As he sips his coffee, a car rattles off the road onto the rough ground of the site. He spreads the slats of the plastic blinds in his window so he can see through, and watches Alison Evans’ battered red SUV pull toward his trailer. He’s never worked with a forewoman before—he’s never even met a woman who wanted to be one—but so far Alison is working out well, keeping the project on track, as far she’s able. The biggest delays have come from the weather, though after watching her work Martin wouldn’t be surprised to see her whip the elements into line, too.
She climbs from her car with a scarred yellow hardhat, and walks toward the trailer with the graceful lope of a cowgirl. Her hair is spiky and short, blonde laced with gray, and she reminds Martin of female characters he’s seen in science fiction movies, blasting through alien hordes with oversized guns in their arms. He sets down his coffee cup and steps out of the trailer to meet her.
“Good morning,” he says.
She nods. “Mr. Blaskett.”
“Alison. Please. Just call me Martin.”
“I forgot.” She smiles, brightening her face so Martin pictures ice struck by sunlight and the thin web of wrinkles beside each of her eyes expanding cracks in its surface.
“Good weekend?” He crosses his arms across his chest but the stance feels both unfriendly and painful so he slides his hands into back pockets. That position is uncomfortable, too, it feels like a pose, so he lets his hands hang at his sides with nothing to do.

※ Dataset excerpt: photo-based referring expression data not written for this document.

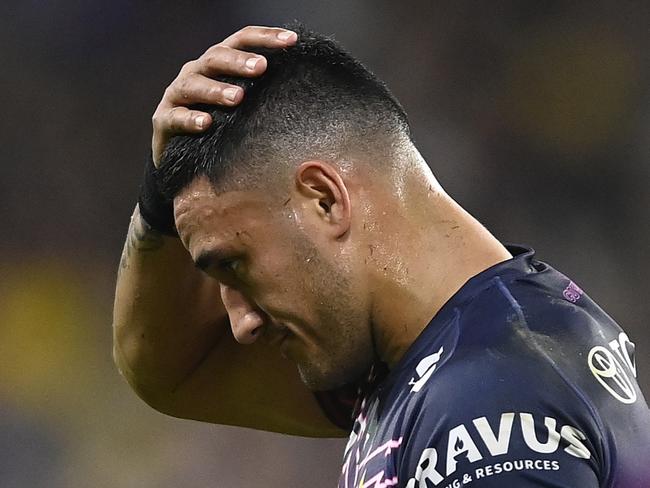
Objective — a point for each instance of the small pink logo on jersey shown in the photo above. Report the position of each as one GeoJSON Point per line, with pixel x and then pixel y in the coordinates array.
{"type": "Point", "coordinates": [572, 292]}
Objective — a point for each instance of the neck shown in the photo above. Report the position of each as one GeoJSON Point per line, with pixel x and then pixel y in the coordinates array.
{"type": "Point", "coordinates": [431, 248]}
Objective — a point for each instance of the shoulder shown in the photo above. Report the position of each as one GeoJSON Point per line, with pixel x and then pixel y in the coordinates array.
{"type": "Point", "coordinates": [520, 386]}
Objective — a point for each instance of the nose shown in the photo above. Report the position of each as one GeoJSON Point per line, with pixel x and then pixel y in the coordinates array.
{"type": "Point", "coordinates": [246, 320]}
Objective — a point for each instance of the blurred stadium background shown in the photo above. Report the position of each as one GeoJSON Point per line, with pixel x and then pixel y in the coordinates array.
{"type": "Point", "coordinates": [534, 115]}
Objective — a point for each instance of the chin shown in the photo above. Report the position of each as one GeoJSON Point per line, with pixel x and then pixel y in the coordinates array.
{"type": "Point", "coordinates": [323, 379]}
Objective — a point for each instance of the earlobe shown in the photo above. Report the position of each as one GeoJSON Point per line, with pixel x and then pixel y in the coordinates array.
{"type": "Point", "coordinates": [322, 184]}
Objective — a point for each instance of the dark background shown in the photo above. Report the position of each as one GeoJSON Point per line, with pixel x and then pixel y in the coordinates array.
{"type": "Point", "coordinates": [533, 115]}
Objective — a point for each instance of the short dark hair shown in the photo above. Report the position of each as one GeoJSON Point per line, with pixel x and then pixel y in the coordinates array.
{"type": "Point", "coordinates": [314, 101]}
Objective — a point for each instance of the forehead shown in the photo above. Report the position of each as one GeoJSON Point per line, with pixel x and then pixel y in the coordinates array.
{"type": "Point", "coordinates": [202, 214]}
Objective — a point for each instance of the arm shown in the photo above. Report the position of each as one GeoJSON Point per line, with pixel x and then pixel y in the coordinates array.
{"type": "Point", "coordinates": [172, 339]}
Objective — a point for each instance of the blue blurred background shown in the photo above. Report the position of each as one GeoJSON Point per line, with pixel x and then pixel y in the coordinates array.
{"type": "Point", "coordinates": [534, 115]}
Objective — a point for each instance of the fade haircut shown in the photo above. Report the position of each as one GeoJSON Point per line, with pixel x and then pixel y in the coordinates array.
{"type": "Point", "coordinates": [315, 101]}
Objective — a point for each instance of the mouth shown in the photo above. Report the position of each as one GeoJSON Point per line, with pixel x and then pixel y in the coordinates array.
{"type": "Point", "coordinates": [277, 338]}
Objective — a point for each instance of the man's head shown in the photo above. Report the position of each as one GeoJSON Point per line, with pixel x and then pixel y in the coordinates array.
{"type": "Point", "coordinates": [273, 202]}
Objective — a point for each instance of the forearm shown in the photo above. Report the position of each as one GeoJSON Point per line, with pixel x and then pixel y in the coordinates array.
{"type": "Point", "coordinates": [167, 314]}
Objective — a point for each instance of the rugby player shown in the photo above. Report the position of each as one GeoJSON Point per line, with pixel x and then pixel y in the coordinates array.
{"type": "Point", "coordinates": [294, 266]}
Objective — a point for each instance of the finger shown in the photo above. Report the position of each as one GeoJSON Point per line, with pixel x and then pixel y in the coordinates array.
{"type": "Point", "coordinates": [195, 88]}
{"type": "Point", "coordinates": [222, 60]}
{"type": "Point", "coordinates": [260, 36]}
{"type": "Point", "coordinates": [181, 120]}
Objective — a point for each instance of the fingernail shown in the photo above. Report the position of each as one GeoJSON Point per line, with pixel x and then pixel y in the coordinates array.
{"type": "Point", "coordinates": [230, 94]}
{"type": "Point", "coordinates": [251, 63]}
{"type": "Point", "coordinates": [287, 35]}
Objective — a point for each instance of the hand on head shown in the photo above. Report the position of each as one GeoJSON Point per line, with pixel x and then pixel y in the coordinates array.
{"type": "Point", "coordinates": [195, 82]}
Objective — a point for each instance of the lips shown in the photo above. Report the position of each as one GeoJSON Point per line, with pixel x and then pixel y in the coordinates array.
{"type": "Point", "coordinates": [277, 336]}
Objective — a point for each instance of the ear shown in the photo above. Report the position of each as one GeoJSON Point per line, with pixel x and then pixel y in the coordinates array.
{"type": "Point", "coordinates": [326, 194]}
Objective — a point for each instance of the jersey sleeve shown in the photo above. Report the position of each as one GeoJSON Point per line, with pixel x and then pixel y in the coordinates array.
{"type": "Point", "coordinates": [509, 426]}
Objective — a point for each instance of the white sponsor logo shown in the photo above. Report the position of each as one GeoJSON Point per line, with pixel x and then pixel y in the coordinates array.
{"type": "Point", "coordinates": [461, 444]}
{"type": "Point", "coordinates": [612, 368]}
{"type": "Point", "coordinates": [424, 370]}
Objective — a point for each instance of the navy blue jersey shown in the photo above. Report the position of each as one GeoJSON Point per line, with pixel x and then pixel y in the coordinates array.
{"type": "Point", "coordinates": [520, 380]}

“Not bad,” she says. “Brought Jake, Jr. up to the lake. Painted the bathroom. Nothing special.” She doesn’t ask about his own weekend, but looks at him as if she’s waiting to hear.

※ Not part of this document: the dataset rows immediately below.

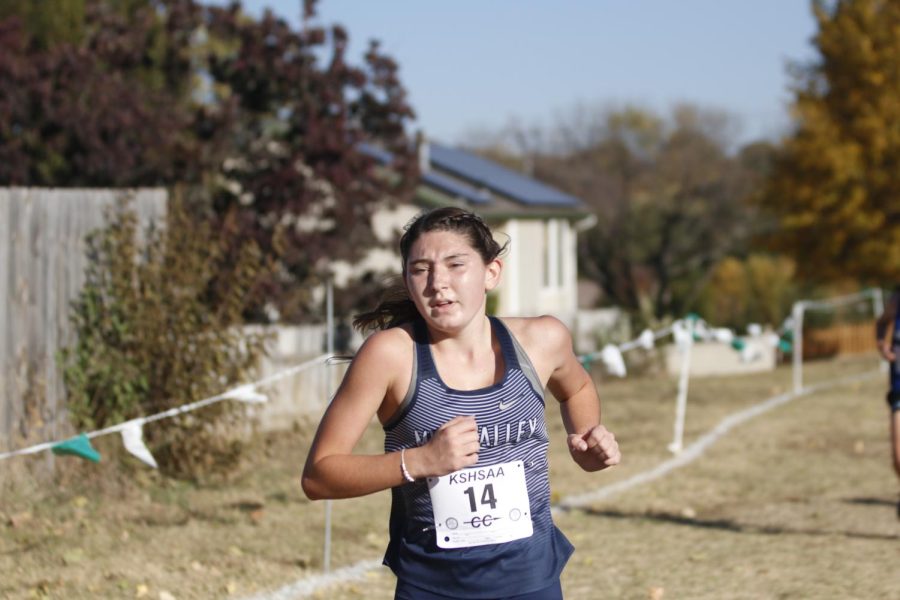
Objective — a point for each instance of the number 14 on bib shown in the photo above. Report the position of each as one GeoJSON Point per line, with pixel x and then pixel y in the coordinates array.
{"type": "Point", "coordinates": [484, 505]}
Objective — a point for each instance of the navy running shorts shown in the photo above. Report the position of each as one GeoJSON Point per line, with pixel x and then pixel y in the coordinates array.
{"type": "Point", "coordinates": [407, 591]}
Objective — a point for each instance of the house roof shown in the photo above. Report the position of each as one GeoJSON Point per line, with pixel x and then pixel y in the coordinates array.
{"type": "Point", "coordinates": [454, 176]}
{"type": "Point", "coordinates": [491, 176]}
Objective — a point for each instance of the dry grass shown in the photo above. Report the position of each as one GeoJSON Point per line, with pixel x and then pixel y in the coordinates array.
{"type": "Point", "coordinates": [796, 503]}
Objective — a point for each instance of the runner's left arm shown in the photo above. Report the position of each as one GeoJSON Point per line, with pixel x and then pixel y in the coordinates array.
{"type": "Point", "coordinates": [591, 445]}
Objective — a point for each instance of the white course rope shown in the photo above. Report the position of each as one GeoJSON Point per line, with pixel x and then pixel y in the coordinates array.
{"type": "Point", "coordinates": [695, 450]}
{"type": "Point", "coordinates": [227, 395]}
{"type": "Point", "coordinates": [310, 585]}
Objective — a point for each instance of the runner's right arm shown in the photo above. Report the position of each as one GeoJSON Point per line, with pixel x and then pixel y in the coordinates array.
{"type": "Point", "coordinates": [333, 471]}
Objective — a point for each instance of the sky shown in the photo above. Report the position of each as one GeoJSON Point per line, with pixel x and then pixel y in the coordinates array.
{"type": "Point", "coordinates": [474, 66]}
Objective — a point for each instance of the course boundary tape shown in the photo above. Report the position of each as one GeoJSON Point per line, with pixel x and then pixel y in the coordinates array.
{"type": "Point", "coordinates": [310, 585]}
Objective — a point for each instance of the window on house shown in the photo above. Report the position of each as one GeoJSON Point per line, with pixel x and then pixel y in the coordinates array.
{"type": "Point", "coordinates": [553, 254]}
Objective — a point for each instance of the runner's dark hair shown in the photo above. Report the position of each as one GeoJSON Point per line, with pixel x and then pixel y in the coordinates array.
{"type": "Point", "coordinates": [395, 306]}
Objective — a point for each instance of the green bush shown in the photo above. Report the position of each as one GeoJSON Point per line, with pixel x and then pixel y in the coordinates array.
{"type": "Point", "coordinates": [158, 325]}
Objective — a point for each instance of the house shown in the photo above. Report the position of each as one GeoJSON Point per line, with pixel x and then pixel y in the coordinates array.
{"type": "Point", "coordinates": [540, 222]}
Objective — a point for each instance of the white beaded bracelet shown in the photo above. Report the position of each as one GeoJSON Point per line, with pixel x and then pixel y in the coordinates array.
{"type": "Point", "coordinates": [406, 474]}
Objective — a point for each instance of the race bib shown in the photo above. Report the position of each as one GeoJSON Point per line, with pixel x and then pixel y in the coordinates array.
{"type": "Point", "coordinates": [484, 505]}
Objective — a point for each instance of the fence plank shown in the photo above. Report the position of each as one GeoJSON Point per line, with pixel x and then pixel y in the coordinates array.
{"type": "Point", "coordinates": [42, 263]}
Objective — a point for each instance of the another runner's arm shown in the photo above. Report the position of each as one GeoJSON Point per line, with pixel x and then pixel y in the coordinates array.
{"type": "Point", "coordinates": [884, 322]}
{"type": "Point", "coordinates": [332, 470]}
{"type": "Point", "coordinates": [591, 445]}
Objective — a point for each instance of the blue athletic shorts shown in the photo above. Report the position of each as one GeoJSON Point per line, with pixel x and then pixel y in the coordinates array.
{"type": "Point", "coordinates": [407, 591]}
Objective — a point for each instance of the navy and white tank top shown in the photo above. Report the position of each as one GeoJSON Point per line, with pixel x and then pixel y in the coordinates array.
{"type": "Point", "coordinates": [511, 426]}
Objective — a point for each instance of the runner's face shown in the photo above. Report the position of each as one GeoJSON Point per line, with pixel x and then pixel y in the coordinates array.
{"type": "Point", "coordinates": [447, 279]}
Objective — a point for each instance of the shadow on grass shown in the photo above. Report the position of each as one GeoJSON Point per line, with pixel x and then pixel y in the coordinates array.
{"type": "Point", "coordinates": [728, 525]}
{"type": "Point", "coordinates": [871, 501]}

“I went for a hike yesterday, out that way.” He points toward where he entered the woods, and hopes he looks like he knows where he’s pointing. Martin doesn’t mention how easily he became lost in the forest. He tries to sound casual as he adds, “I ran into a bear.”
“
Yeah?” Alison leans closer.
“It attacked me, actually.” He traces a finger through the air in front of his chest. “I’ve got cuts here, and bruises all over my ribs.” Martin grabs the front of his shirt, as if he’s going to lift it and show her the bruises, then suddenly stops, embarrassed. He’s afraid his attempt at nonchalance has come across as lunacy, or macho bragging.
“Oh my God! Are you okay?”
“Gil thinks so.”
“Lucky it didn’t kill you,” she says. “Bear attack, that’s something.”
The sound of approaching engines grows louder, and they turn toward the road at the edge of the site.
“Not a lot of folks get attacked by a bear. And live, I mean. Lots of folks get attacked.”
“Really?”
“Maybe you should go to the hospital.”
“I thought so, too, but Gil patched me up. He said the cuts aren’t deep.” Gil’s explanations made sense at the time, but now, as he repeats them out loud, Martin begins second-guessing how easily he was persuaded.
“Well, he would know.”
He’s about to ask Alison about her son or some other part of her life beyond this project, anything to turn the conversation away from himself and to find out more about her. But the half-formed question on the tip of his tongue is interrupted by the rumble of vehicles bumping onto the shoulder between the site and the road.
Members of the crew begin arriving in heavy trucks with doors that don’t match. The bulldozer operator rumbles up on the motorcycle he assembled himself from spare parts, or so Martin has heard. The crew is still small at the moment, just enough men run an excavator, a bulldozer, and a dump truck; this is their first day on the site, replacing the tree crew who finished on Friday.